Experiment scripts, raw results, and analysis data for the paper:
RepoAI: Automated Code Refactoring through Multi-Agent LLM Orchestration and Retrieval-Augmented Generation
Submitted to Science of Computer Programming
This repository contains the complete experimental pipeline and reproducible results for evaluating the RepoAI multi-agent code refactoring system. The evaluation comprises 1,404 task attempts across 7 experiments, testing 7 LLM models from 4 families under 13 experimental conditions.
.
├── scripts/ # Experiment execution scripts
│ ├── config.py # Model configuration (NIM API abstraction)

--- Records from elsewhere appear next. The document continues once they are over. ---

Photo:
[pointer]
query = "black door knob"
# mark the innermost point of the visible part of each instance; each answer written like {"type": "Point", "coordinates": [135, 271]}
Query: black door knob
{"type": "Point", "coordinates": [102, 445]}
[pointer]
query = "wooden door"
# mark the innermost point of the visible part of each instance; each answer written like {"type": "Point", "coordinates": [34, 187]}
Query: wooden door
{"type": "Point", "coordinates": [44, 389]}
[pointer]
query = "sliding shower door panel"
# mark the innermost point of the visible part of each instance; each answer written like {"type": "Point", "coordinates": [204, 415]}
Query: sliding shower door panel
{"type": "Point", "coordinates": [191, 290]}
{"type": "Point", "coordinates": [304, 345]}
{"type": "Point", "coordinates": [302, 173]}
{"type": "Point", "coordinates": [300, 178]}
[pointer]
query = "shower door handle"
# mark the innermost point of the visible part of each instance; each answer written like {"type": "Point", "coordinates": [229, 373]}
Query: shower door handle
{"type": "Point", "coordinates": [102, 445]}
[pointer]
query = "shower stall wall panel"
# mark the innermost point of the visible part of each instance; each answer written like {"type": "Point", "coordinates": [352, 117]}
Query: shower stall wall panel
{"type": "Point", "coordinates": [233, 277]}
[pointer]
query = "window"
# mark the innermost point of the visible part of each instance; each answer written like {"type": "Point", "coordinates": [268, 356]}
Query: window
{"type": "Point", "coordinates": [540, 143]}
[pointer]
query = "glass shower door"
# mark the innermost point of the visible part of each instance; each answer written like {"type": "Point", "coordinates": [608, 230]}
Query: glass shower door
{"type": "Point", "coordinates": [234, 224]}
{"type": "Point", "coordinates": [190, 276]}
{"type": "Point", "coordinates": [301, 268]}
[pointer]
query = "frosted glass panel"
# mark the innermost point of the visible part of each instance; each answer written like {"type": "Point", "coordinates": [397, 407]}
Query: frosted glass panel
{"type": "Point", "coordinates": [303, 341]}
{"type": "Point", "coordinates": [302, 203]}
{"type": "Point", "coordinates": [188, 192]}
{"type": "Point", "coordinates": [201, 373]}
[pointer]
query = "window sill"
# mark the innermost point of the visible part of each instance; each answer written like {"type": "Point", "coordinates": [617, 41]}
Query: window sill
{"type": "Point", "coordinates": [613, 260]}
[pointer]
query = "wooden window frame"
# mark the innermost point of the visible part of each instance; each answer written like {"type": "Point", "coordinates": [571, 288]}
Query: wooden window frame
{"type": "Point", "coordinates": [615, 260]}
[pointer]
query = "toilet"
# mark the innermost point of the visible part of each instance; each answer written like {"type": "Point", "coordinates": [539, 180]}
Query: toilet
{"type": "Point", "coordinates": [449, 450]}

│ ├── run_benchmark.py # Main benchmark runner with checkpoint/resume
│ ├── analyze_results.py # Statistical analysis pipeline
│ ├── eval_refactorbench.py # RefactorBench evaluation (cross-family judging)
│ ├── eval_swebench.py # SWE-bench evaluation
│ ├── run_all_experiments.sh # Master orchestrator script
│ ├── setup_vm.sh # GCE VM setup script
│ └── agents/
│ └── memory.py # Architectural Memory Module (C5 condition)
├── results/
│ ├── analysis/ # Generated analysis artifacts
│ │ ├── summary.json # Top-level experiment summary
│ │ ├── exp1_statistics.json # Friedman & Wilcoxon tests
│ │ ├── exp2_model_summary.json # Multi-model comparison
│ │ ├── exp3_judge_validation.json # Cross-family judge calibration
│ │ ├── exp6_rag_summary.json # RAG configuration comparison
│ │ ├── exp7_error_taxonomy.json # Error classification
│ │ └── tables.tex # LaTeX tables for paper
│ ├── exp1/ # EXP-1: Pipeline ablation (C1-C5)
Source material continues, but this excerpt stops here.